DEAR ABBY: I need your advice. In 1995, I married a wonderful man who has been an excellent father to my three sons. I love him with all my heart.
For the past few months, I've been accusing him of cheating on me. He leaves for work early, has been taking showers, shaving and dressing nicely to go to work in a factory. In the past, he hasn't worried about his looks so much.
Every time I say something like, "Lookin' good for her, huh?" he gets mad. He insists he's not fooling around and never would. I have a hard time believing him.
He says I'm pushing him away by accusing him of cheating, but I can't help it. I'm so scared that I'm giving this man my heart and soul, and I'm afraid of the power he holds in his hands to break me.
My self-esteem is on the low side. I've gained some weight and am feeling old. Our sex life is so-so. I'm not very satisfied, and I have been open and direct about telling him what I like. He acts like he doesn't hear me, which also makes me believe he has someone else.

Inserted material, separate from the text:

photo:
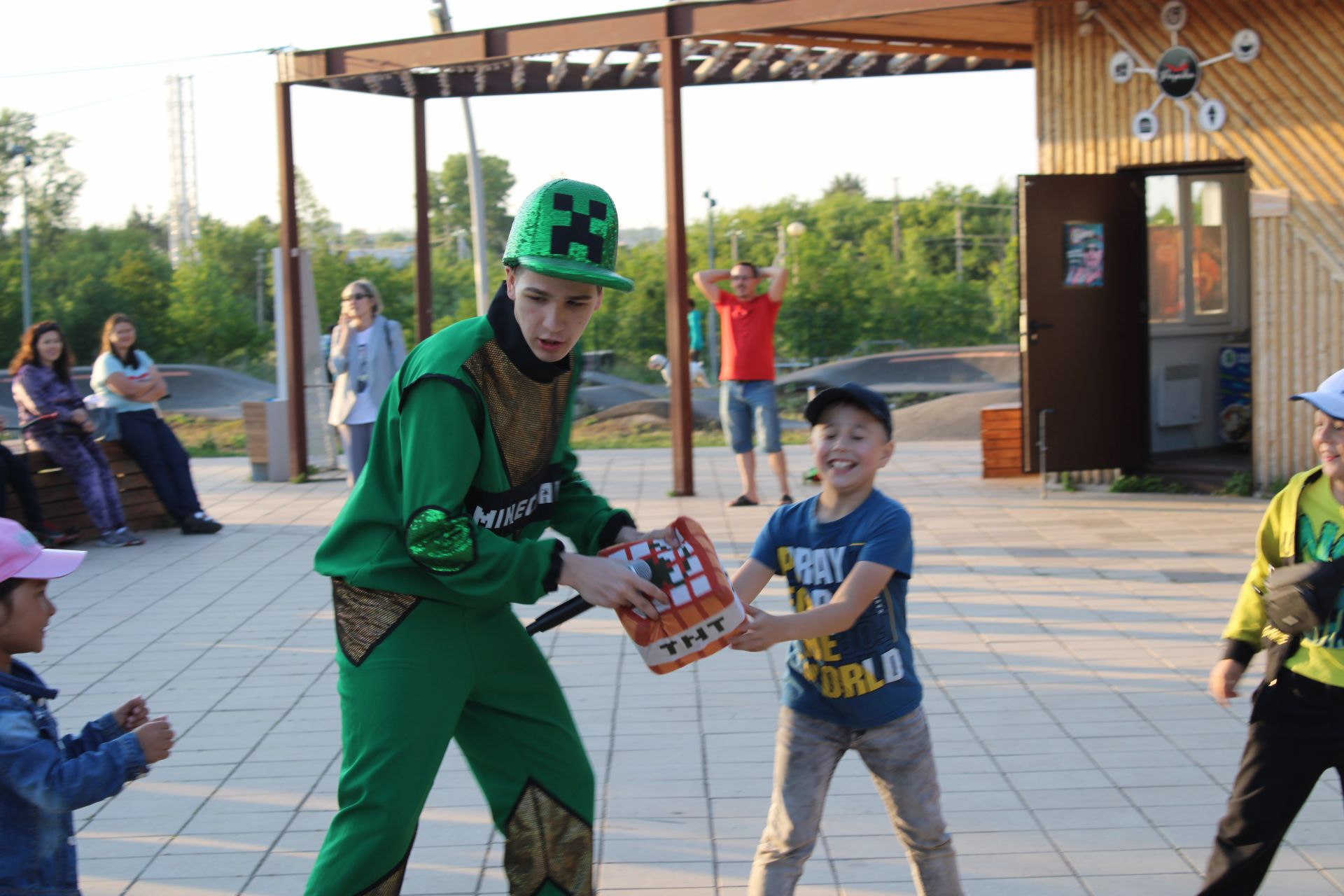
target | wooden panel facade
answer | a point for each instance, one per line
(1285, 118)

I've never loved any other man like this and would be devastated if there is another woman. Is it me? Please tell me how to get help for this insecurity. -- MISERABLE IN INDIANA
DEAR MISERABLE: Please don't let your insecurities ruin a good marriage. Believe your husband when he says you are pushing him away by accusing him of adultery. For me to doubt his truthfulness, you would have to produce more convincing evidence of "misconduct" than his going to work early, showering and dressing presentably, being a good stepfather to your sons and bringing home a regular paycheck.
You can improve your self-esteem by having a medical checkup and getting back into shape. Joint counseling could help you deal with your irrational jealousy and perhaps improve your sex lives. Get going.
DEAR ABBY: I have read your column for years but have not come across my problem. My husband, "Mark," is afraid to drive.
When we first married 10 years ago, it wasn't such a problem. We lived in the city and the commute wasn't bad. We now have two children, 6 and 3, and I want to move from the city, but we can't unless buses and trains are within walking distance.
Mark took driving lessons and obtained his license. The trainer told him that all he needs is practice, but he's too afraid to get it.
Abby, Mark is 40 years old, and it's only going to be more difficult for both of us as the years go by. My daughter attends private school and dance lessons, both of which I drive her to. Soon our son will be old enough to go to school and participate in sports. I can't split myself in two to provide transportation for both of our children, my husband and our needs. I suggested counseling, but he refused.
Do you have any suggestions? -- DRIVEN CRAZY
DEAR DRIVEN: A phobia is defined as an irrational fear. Your husband is phobic about driving a car. There is medical help available for his problem, but in order to get it, Mark must first have a frank discussion with his doctor. Make an appointment for him, and insist that he keep it.